Par Jacques Droz
Né le 18 avril 1896 à Berlin, mort le 31 mars 1977 à Londres (Grande-Bretagne) ; militant social-démocrate antinazi, théoricien du mouvement Neu Beginnen.
Issu d’une famille de commerçants israélites, Walther Löwenheim entra après la guerre dans le groupe Spartakus, puis dans la Freie Sozialistische Jugend, puis au KPD où il suivit la tendance Paul Levi et dont il sortit en 1924 pour entrer au SPD. Dès 1929, il fonda la Leninistische Organisation (LO) qui envisageait un renouvellement complet du mouvement ouvrier allemand : renonçant à la fusion des deux grands partis ouvriers, il se donnait pour objectif de les pénétrer (durchdringen), de s’y faire des partisans et de résoudre ainsi les éléments de discorde. Cette organisation devait être secrète et conspiratrice selon les directives fixées par Lénine dans Que faire ? et soumise à une formation intensive de ses membres, dans le but de constituer une nouvelle élite révolutionnaire. LO se trouva ainsi, après la prise du pouvoir par Hitler, déjà préparé à la lutte clandestine, ce qui n’empêcha pas Löwenheim de prendre des contacts avec l’étranger et de demander la reconnaissance par l’Internationale socialiste. En septembre 1933, sous le pseudonyme de Miles, il envoya à la maison d’édition Graphia de Karlsbad le programme de Neu Beginnen, répandu en Allemagne avec le titre falsifié (Tarnschrift) : Arthur Schopenhauer, über Religion. L’auteur y faisait la critique la plus sévère des deux grands partis qui n’avaient pas su, du fait de leurs divisions, s’opposer à Hitler et organiser une lutte illégale. Ils étaient l’un et l’autre victimes d’une interprétation fausse du marxisme qui leur faisait croire d’une part à la spontanéité révolutionnaire des masses, d’autre part à la victoire inéluctable du socialisme. L’erreur était d’autant plus grave que le national-socialisme, loin d’être, comme ils le pensaient, un événement sans lendemain, était une tendance fondamentale de l’époque et susceptible d’extension à tous les États européens. Tout en ridiculisant la thèse du « mandat » reçu que soutenait la SOPADE et en dénonçant dans le KPD une émanation du Komintern, Löwenheim avait l’espoir de grouper les éléments les plus clairvoyants du monde ouvrier dans une nouvelle Internationale. La « nouvelle gauche » dont Miles était le théoricien, se distinguait de l’« ancienne gauche », celle de Aufhäuser et de Bochel, par son rejet total des idéologies et des pratiques politiques des partis ouvriers.

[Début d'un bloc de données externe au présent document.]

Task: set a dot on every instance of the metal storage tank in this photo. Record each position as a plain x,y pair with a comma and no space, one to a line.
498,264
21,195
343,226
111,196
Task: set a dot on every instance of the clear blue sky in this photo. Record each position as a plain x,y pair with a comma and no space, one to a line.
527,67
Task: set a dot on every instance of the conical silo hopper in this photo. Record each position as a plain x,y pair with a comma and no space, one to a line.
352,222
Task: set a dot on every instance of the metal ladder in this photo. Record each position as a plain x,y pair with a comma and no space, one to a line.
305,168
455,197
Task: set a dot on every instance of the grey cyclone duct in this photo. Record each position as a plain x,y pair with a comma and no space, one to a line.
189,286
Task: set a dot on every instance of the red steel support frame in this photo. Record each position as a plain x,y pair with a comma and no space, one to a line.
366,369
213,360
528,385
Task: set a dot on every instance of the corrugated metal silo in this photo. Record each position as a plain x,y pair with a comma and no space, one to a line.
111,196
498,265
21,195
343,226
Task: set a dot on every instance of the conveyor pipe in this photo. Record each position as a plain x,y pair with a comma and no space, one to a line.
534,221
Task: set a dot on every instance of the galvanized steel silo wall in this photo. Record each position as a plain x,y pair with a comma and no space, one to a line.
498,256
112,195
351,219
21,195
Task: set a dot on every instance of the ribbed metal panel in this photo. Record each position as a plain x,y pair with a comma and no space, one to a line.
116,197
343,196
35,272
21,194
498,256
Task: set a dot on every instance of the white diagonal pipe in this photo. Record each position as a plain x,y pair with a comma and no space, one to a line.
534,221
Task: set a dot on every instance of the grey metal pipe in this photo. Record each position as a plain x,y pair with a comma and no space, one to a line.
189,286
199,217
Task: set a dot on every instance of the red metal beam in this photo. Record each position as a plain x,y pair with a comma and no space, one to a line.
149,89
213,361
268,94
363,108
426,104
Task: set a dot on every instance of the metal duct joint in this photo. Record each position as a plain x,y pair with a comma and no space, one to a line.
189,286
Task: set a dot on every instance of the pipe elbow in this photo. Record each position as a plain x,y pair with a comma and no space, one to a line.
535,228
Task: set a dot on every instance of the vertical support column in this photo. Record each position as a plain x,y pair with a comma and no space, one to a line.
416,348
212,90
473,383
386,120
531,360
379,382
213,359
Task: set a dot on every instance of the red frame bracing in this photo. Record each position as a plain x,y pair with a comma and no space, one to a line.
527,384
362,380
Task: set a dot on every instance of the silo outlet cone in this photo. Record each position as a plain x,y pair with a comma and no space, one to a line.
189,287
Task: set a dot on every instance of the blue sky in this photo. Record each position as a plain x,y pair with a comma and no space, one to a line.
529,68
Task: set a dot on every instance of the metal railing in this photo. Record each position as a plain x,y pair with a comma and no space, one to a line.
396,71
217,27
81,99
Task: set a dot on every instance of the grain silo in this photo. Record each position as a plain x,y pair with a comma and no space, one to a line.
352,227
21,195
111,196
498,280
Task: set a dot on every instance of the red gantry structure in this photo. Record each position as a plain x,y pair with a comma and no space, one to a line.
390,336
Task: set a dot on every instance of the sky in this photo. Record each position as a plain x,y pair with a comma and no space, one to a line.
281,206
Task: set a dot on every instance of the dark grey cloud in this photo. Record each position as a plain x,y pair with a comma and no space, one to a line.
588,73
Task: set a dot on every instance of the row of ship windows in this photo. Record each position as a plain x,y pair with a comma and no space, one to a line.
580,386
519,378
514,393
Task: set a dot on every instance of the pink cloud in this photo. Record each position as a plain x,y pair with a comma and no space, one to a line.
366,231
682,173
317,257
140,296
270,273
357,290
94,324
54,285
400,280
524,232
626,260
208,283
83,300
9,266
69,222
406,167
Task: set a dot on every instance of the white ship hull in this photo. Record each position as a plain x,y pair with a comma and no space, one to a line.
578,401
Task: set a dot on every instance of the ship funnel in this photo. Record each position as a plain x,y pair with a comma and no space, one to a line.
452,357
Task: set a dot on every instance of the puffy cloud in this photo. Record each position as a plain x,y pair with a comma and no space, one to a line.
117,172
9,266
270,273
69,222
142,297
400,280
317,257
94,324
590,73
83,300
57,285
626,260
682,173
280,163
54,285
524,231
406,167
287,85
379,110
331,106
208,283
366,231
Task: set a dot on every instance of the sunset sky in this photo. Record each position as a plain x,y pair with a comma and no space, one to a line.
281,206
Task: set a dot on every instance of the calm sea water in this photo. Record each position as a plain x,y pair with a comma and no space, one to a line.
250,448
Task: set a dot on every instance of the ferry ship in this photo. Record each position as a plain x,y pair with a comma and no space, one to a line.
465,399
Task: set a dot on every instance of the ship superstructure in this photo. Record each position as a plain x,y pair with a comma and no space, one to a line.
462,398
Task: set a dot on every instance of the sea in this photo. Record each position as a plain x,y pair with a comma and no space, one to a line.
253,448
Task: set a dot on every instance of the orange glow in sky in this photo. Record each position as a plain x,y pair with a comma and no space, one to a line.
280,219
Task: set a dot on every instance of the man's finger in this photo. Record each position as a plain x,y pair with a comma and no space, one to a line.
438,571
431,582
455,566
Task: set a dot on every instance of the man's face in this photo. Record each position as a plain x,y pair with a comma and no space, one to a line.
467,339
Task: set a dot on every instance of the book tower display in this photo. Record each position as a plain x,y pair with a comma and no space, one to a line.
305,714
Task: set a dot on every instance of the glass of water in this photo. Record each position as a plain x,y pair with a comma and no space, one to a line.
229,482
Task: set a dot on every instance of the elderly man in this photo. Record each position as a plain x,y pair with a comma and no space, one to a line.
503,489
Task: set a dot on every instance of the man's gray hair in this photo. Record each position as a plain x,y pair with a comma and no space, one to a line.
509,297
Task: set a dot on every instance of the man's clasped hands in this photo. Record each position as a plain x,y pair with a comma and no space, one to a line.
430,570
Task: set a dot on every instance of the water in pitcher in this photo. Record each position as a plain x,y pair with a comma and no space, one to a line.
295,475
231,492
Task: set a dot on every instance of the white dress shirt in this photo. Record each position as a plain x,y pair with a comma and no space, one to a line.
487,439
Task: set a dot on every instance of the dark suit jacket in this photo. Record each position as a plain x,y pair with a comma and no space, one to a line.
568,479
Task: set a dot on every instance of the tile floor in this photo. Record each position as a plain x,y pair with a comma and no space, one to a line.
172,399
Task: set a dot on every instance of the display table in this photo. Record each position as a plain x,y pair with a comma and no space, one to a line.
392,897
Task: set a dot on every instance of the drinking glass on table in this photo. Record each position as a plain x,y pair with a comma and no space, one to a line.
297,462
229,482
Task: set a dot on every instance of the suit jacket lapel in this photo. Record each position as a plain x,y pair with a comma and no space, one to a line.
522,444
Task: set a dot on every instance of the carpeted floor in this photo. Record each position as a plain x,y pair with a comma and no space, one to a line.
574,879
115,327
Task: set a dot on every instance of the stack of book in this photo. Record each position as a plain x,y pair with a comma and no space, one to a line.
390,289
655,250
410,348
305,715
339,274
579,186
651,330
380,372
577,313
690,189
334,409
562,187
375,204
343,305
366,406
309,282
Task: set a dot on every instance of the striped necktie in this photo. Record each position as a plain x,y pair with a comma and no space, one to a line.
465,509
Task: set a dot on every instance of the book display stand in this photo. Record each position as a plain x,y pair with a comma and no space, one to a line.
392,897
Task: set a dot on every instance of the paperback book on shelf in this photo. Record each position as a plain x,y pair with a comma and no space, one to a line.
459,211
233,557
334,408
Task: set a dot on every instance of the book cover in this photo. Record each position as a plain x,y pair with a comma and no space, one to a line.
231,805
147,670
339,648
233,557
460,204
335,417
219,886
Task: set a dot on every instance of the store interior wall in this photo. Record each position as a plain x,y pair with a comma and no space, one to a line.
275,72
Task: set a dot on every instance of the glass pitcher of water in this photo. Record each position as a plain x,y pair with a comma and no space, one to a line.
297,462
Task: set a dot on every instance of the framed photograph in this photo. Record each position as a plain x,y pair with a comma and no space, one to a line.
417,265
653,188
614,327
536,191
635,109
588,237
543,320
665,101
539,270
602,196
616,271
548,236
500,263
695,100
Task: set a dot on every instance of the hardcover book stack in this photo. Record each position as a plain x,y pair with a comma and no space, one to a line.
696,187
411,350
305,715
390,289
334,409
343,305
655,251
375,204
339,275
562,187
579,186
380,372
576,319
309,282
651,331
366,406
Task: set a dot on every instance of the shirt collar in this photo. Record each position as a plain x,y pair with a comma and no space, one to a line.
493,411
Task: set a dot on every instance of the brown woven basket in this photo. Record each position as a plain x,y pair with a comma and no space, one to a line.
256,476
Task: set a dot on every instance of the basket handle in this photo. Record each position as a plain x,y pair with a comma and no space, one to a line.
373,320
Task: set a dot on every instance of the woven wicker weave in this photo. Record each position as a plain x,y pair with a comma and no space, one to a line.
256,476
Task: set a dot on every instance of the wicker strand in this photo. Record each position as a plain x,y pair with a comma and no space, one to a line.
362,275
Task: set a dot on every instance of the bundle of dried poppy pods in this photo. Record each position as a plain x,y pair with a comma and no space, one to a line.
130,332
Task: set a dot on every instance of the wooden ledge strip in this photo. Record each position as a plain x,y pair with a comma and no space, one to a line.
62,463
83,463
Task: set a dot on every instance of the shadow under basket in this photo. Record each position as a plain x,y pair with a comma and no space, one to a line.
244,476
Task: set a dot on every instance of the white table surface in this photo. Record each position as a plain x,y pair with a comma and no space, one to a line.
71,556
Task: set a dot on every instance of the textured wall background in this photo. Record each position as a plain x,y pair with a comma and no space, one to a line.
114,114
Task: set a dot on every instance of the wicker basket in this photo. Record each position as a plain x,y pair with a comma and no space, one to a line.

Grâce à l’appui que lui donna de Prague Karl Frank, Neu Beginnen put remporter quelques succès de propagande ; le groupe échappa un certain temps aux recherches de la Gestapo. Mais la SOPADE ayant coupé à Neu Beginnen son appui financier fin 1934, Löwenheim, devant la résistance qu’il rencontra dans ses propres rangs de Richard Löwenthal et de Werner Peuke qui voulaient poursuivre la résistance en Allemagne même, considéra la réunion des forces marxistes en Allemagne comme impossible et déclara Neu Beginnen dissous, invitant ses membres à adhérer individuellement au Parti socialiste. Lui-même émigra en Tchécoslovaquie, puis en Angleterre où il choisit le métier d’ingénieur sans plus se soucier de politique active, mais gardait autour de lui un groupe de chauds partisans.
Par Jacques Droz
ŒUVRE : Die proletarische Revolution, 1931. — Neu Beginnen ! Faschismus oder Sozialismus als Diskussionsgrundlage der Sozialisten Deutschlands, 1933 (trad. franç. par A.M. Bracke-Desrousseaux : Nouveau départ, 1934) — Socialism’s New Start, 1934. — Miles, Eine Weit im Umbruch. Zur Auseinandersetzung um die Krise unserer Zeit, 1961.
SOURCES : LJ. Edinger, German Exile Politics, Berkeley, Los Angeles, 1956. — K. Kliem, Der sozialistische Widerstand gegen das Dritte Reich, dargestellt an der Gruppe « Neu Beginnen », Diss. Marburg, 1957. — H.J. Reichhardt, Neu Beginnen. Ein Beitrag zur Geschichte des Widerstandes der Arbeiter gegen den Nationalsozialismus, Berlin, 1963. — Rœder et Strauss, op. cit.